Au moins dix personnes ont trouvé la mort dans l’effondrement de deux sites d’orpaillage clandestin dans la région de Kédougou, au sud-est du Sénégal, entre le 12 et le 17 décembre. La majorité des victimes sont de nationalité malienne, selon les responsables locaux des orpailleurs artisanaux.
D’après Lamine Cissokho, président des Tomboulmas (nom donné aux chefs orpailleurs), toutes les victimes sont maliennes, à l’exception d’un ressortissant burkinabè. Les chercheurs d’or avaient investi, de nuit, des sites interdits ou déjà fermés par les autorités.
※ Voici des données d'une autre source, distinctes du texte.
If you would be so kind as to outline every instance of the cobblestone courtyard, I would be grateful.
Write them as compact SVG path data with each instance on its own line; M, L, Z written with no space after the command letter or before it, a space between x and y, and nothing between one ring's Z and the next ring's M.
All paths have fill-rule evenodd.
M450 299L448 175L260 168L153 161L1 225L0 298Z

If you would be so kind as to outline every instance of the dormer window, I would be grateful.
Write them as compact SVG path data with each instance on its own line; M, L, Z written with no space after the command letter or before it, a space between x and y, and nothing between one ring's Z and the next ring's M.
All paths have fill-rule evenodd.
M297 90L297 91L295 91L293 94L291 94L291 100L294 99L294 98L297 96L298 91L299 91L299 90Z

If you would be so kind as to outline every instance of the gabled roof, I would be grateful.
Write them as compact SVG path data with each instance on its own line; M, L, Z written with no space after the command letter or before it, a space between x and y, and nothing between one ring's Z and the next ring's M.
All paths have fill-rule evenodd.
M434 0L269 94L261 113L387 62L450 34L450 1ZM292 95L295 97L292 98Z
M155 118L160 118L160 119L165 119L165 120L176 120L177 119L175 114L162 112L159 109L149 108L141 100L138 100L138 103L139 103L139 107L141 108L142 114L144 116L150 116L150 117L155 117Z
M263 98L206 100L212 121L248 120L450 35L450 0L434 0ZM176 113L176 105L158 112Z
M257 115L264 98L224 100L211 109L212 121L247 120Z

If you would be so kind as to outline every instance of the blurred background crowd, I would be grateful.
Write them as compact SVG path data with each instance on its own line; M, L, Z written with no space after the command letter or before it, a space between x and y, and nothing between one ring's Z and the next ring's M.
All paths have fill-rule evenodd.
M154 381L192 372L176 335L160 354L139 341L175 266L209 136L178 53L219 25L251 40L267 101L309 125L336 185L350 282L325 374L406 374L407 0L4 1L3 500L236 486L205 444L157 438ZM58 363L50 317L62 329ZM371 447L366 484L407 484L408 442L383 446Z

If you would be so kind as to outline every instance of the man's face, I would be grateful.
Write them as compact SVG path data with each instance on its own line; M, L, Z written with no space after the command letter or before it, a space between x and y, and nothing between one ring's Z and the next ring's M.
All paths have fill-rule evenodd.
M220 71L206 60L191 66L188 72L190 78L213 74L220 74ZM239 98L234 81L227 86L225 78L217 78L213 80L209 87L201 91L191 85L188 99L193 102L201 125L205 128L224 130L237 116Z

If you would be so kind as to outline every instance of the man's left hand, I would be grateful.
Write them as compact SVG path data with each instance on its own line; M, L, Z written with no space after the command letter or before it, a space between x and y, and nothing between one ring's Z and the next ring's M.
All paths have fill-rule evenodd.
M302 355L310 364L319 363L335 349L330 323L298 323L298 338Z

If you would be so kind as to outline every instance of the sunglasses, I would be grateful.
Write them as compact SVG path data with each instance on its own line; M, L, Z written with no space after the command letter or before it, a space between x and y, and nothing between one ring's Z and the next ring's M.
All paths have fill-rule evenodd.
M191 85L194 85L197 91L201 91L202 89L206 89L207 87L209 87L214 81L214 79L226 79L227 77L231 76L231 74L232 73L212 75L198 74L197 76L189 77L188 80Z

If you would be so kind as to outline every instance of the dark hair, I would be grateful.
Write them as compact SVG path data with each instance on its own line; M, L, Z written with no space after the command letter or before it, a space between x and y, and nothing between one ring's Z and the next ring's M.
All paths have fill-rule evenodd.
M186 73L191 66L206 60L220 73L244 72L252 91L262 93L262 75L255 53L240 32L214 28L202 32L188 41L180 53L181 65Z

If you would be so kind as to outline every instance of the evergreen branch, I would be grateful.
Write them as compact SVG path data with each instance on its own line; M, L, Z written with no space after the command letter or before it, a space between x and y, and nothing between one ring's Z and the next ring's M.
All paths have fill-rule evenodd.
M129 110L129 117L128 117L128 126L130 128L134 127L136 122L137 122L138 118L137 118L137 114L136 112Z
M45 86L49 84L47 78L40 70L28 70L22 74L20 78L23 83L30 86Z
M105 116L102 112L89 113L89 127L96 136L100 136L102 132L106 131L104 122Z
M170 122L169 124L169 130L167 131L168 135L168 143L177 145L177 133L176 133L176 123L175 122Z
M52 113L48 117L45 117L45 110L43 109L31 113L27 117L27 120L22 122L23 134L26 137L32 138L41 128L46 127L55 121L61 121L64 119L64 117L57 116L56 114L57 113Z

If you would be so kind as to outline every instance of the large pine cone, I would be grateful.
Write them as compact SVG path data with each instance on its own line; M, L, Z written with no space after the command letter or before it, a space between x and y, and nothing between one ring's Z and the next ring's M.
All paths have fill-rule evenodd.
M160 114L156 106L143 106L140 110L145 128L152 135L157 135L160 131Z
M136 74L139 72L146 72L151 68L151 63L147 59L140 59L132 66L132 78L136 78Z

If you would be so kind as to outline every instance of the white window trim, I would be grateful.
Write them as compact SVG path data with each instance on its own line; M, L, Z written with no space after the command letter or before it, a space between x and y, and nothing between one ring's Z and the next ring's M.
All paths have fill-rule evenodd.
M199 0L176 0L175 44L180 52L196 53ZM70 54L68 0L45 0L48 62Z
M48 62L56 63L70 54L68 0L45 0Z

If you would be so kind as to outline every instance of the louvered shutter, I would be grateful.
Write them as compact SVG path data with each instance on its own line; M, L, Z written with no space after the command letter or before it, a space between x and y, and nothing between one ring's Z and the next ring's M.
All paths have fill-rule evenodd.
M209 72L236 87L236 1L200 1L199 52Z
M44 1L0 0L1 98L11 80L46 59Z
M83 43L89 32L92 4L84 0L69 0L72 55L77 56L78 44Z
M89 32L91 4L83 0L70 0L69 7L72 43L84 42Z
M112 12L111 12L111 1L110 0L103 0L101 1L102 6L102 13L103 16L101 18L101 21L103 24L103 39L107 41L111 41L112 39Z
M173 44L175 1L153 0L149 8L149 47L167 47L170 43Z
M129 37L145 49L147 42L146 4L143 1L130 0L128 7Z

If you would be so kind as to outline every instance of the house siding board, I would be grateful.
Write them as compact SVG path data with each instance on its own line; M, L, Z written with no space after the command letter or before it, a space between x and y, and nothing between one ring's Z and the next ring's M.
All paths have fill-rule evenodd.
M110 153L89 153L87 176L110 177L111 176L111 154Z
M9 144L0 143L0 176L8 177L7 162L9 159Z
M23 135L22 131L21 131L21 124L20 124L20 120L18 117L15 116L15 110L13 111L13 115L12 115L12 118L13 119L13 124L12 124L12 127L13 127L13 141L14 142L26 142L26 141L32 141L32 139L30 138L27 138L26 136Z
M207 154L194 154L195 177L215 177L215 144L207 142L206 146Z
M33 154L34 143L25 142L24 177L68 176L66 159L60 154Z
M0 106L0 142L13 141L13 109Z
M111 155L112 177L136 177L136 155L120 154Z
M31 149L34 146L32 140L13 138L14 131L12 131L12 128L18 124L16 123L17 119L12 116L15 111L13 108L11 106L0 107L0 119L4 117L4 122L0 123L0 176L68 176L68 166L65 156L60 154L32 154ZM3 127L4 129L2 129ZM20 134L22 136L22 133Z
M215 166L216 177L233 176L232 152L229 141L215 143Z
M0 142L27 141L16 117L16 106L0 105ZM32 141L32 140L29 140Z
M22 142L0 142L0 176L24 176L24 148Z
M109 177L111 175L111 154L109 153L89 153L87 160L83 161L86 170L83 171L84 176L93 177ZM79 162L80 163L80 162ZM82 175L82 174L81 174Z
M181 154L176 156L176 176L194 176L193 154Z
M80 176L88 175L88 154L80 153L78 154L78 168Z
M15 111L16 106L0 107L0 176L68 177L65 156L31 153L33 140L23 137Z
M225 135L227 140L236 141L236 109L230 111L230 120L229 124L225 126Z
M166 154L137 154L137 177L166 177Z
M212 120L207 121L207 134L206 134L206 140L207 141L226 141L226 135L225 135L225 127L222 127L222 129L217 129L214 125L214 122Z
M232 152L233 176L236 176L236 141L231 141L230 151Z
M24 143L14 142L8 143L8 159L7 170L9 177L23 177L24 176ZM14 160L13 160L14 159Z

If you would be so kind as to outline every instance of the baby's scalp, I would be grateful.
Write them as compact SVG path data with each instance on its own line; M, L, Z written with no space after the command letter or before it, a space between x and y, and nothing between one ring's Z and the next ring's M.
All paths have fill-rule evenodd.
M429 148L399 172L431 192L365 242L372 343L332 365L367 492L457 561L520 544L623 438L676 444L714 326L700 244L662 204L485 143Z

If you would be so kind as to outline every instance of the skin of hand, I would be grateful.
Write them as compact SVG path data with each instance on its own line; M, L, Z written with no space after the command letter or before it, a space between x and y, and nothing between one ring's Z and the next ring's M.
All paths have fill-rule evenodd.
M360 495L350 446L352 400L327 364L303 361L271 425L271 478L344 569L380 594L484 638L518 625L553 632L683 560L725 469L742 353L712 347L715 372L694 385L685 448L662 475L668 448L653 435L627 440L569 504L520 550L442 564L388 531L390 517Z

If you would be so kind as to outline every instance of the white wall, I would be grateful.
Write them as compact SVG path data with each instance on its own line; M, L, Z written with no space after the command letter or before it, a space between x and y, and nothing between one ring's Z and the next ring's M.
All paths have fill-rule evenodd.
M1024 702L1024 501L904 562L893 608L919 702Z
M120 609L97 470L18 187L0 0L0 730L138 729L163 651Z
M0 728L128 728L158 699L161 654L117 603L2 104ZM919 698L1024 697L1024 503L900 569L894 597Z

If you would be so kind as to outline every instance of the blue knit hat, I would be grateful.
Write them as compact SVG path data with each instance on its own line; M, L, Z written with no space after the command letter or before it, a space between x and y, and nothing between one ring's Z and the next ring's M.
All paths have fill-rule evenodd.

Le premier drame s’est produit vendredi à Khossanto, où trois personnes ont péri dans un éboulement. Le second accident est survenu mercredi à Kharakhéna, un village aurifère de la commune de Bembou, faisant sept morts. L’un des blessés graves a succombé le lendemain à l’hôpital.
Malgré les interdictions et les opérations de contrôle, l’orpaillage clandestin demeure actif dans cette zone aurifère du sud-est sénégalais. Début décembre, la gendarmerie a mené une vaste opération de sécurisation dans la commune de Bembou, qui a conduit au démantèlement de quatorze sites illégaux et à la saisie d’une importante quantité de matériel d’exploitation minière.
Les autorités sénégalaises tentent de renforcer l’encadrement de cette activité à haut risque. En octobre 2024, le président Bassirou Diomaye Faye avait signé un décret interdisant toute exploitation aurifère à moins de 500 mètres de la Falémé, un affluent du fleuve Sénégal, jusqu’en juin 2027. Une décision qui peine toutefois à enrayer la présence de nombreux orpailleurs, dont une forte proportion de ressortissants maliens, dans la région de Kédougou.